Her idea for a new procedure is surface-enhanced raman scattering (SERS), which can, for example, be used in diagnosing diseases and infections, in food safety, and in measurement of hazardous substances. In short, in most places where there is a need to trace specific molecules.

SERS is an optical measuring method in which light is projected on to a ‘rough’ surface. You need to imagine a lawn—only on a nanoscale—and Anja Boisen has therefore named the technology ‘nanograss'. Purified blood is applied to the nanograss in a very thin layer. Molecules from, for example, cancer medicine get stuck to the ‘grass’. They make the light disperse, which makes it acquire a new wavelength. Different types of medicine will deposit themselves in different places on the surface, enabling the doctor to see—with great accuracy—which residues remain in the blood and the quantities thereof. This accuracy forms the basis of a more precise chemotherapy antidote dosage.

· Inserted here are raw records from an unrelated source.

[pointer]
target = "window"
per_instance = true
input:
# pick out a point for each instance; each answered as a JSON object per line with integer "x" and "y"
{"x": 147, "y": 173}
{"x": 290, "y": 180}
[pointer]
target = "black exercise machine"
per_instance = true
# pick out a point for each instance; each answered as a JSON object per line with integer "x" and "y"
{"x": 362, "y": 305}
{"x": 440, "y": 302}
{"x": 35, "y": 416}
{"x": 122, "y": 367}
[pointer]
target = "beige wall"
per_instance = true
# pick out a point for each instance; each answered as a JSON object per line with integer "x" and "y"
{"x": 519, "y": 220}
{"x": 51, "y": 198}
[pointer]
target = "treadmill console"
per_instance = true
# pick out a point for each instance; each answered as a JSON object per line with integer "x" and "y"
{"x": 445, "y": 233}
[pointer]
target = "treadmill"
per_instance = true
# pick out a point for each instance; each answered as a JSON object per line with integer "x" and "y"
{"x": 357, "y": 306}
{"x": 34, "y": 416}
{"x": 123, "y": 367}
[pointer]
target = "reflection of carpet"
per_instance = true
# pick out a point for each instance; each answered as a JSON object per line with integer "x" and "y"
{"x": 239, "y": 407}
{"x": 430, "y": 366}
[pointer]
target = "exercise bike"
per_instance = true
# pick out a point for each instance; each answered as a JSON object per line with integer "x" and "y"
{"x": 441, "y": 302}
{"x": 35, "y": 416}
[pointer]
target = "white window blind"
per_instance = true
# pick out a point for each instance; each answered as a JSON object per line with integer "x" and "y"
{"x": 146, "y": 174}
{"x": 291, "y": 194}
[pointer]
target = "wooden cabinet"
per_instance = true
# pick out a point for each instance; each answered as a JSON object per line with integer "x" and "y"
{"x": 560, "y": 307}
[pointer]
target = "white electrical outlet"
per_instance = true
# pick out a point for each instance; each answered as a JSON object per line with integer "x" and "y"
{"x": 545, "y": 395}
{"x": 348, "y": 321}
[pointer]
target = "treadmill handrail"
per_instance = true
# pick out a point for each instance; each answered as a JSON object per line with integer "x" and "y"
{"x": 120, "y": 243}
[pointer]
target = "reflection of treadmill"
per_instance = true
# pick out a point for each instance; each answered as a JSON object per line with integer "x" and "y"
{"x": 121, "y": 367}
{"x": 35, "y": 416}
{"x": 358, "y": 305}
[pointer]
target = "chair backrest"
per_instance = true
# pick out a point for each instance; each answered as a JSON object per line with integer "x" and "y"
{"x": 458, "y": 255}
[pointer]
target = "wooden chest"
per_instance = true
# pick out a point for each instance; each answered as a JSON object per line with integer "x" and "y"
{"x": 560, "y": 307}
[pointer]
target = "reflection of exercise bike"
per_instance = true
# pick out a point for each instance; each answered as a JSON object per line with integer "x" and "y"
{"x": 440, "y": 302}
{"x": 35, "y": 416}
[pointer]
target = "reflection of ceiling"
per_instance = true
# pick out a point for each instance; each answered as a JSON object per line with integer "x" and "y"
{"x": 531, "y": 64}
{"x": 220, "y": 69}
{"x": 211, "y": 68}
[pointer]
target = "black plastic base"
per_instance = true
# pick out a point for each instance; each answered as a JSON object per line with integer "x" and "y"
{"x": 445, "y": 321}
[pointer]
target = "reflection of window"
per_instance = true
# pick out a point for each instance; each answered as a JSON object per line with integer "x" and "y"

"Doctors will be able to make measurements in a few minutes, and perhaps even monitor the patient in real time."
Professor Anja Boisen

“Our challenge will be to combine this technology with the necessary preparation of the blood sample, so that it’s gathered in one product. And we then need to get it to work on real patient samples. We know from experience that there will be a large number of surprises. Blood from real patients behaves differently to laboratory samples. But we expect to have a sensor ready for testing within the eighteen months covered by the grant,” she says and continues:

“If we succeed with the project, doctors will in future be able to make measurements in a few minutes, and perhaps even monitor the patient in real time. By the bedside, mind you, and without the need of specialized staff, and without having to send the samples to a central laboratory.”

Anja Boisen has previously received two Proof of Concept grants, with the first grant resulting in the spinout business Bluesense Diagnostics. The second grant for a project on small raman spectrometers and new measuring methods for crystallography has also resulted in the establishment of a business, which is in the start-up phase.